One of the most recognized examples in this genre is WR: Mysteries of the Organism (WR – Mystery organism, 1971) by Dusan Makavejev. Like Loznitsa, this movement experimented with the film format as a response to the political contemporary. The public discourse of the former communist states of Eastern Europe was marked by the distance between words and actions among those in power: they said one thing (such as "all power to the people" or to speak for freedom of speech) and did something else ( give all power to the party leaders and maintain strict control over the public vocabulary).

Political opposition was not expressed with a pronounced criticism of the public statements of the authorities, but with an eager rendering of these statements. This was seen as a form of "ironic over-identification": one identified with what one would criticize, in a clearly excessive way.

Lenin on psychedelic mushrooms

attends the photocall for “Donbass” during the 71st annual Cannes Film Festival at the Palais des Festivals on May 9, 2018 in Cannes, France.

Musicians have also used this form of communication. An excellent example is the Slovenian band Laibach, which developed techniques for ironic over-identification from the early 80s: from the male march in their videos to the military uniforms the band members wore. The band's name is also the former German name for the Slovenian capital Ljubljana. All together, this became an expression of the band's totalitarian identity. The band members were even charged with promoting Nazi ideology, but what they actually did was to criticize the communist regime's totalitarian politics by identifying with it in an ironic way.

Another example is the notorious TV broadcast bluff to Soviet musician Sergei Kurjokhin and reporter Sergei Sjolokhov.

In a sometime interview in the program Pyatoe Koleso (the fifth wheel) in 1991, Kurjokhin pretends to be a historian and tells of his discoveries in which Vladimir Lenin ate large amounts of psychedelic mushrooms and eventually developed into a mushroom himself.

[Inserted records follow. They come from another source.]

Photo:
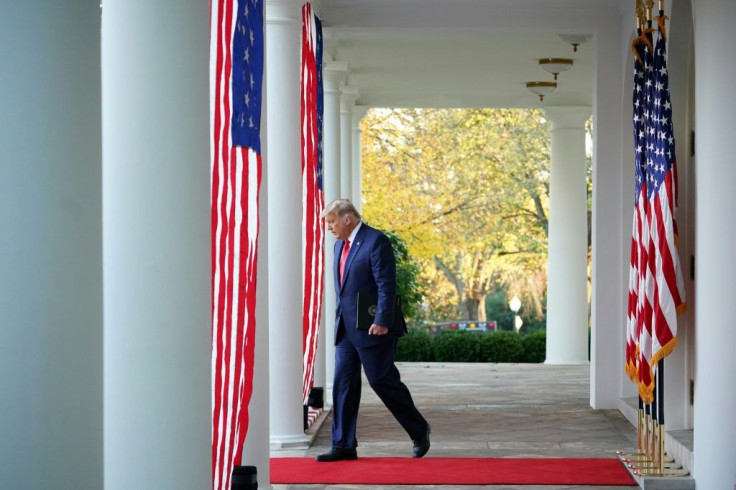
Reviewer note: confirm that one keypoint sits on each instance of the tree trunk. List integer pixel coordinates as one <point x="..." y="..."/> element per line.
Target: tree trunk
<point x="474" y="308"/>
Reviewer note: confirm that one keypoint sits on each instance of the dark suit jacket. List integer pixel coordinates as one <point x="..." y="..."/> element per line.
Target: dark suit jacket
<point x="370" y="267"/>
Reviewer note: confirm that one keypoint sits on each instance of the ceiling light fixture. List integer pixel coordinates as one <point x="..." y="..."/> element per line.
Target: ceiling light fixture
<point x="575" y="39"/>
<point x="541" y="88"/>
<point x="555" y="65"/>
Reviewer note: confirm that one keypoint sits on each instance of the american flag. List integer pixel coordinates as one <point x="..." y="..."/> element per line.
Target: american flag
<point x="669" y="288"/>
<point x="312" y="190"/>
<point x="656" y="288"/>
<point x="236" y="74"/>
<point x="635" y="266"/>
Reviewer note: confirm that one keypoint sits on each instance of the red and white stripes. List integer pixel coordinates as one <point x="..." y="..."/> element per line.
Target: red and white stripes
<point x="236" y="176"/>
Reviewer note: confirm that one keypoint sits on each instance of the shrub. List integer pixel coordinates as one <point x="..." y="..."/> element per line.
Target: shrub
<point x="457" y="346"/>
<point x="534" y="345"/>
<point x="501" y="347"/>
<point x="415" y="346"/>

Also the older couple's reaction after the show off Donbass in Ljubljana is a form of ironic over-identification. When they say, "This must be a documentary, because it looks so real!" It is actually a criticism of the evil they have seen on screen. The married couple could have understood it as a true representation of reality.

The reaction is a useful example, for it points to the importance of being aware of various forms of communication – that is, the ability to understand the content of something that is not explicitly or openly expressed.

This is also the biggest strength of Loznitsa's film: It invites the audience to reflect on what we know about Donbass, and how we know what we know about Donbass in the first place.

Media as an invisible part of everyday life

My colleagues at MTR have already pointed out that Donbass not only is a sharp political criticism of Russia's meddling in Ukraine, but also a "surreal interpretation of the war as a distorted horror scenario of media manipulation" (See Carmen Gray's review of Their Own Republic).

Here we find the universal relevance and appeal of the film. That our everyday lives have been "medialized", that is, that the media has become an invisible part of our lives, is today an accepted claim. Media has today become an underlying infrastructure in everyday interactions. This shows the significant space the media has in our lives, but it also presents us with a challenge. When the media disappears into our world of life (cf. Husserl's concept Living environment, which denotes the concrete world we live in), how can we still se them, and how can we reflect on such a medialized world in traditional media such as film?

Contrary to the premise of Matrix (1999), with the dilemma represented in the blue and red pill, the medialization of the world of life has no end. It presents, to quote Mark Deuze, the researcher behind the term, "a new ethical and aesthetic challenge regarding our being in the world".

The greatest value in the movie Donbass is that it reminds us of this very challenge.

Melita Zajc
Melita Zajc
Zajc is a media writer, researcher and film critic. She lives and works in Slovenia, Italy and Africa.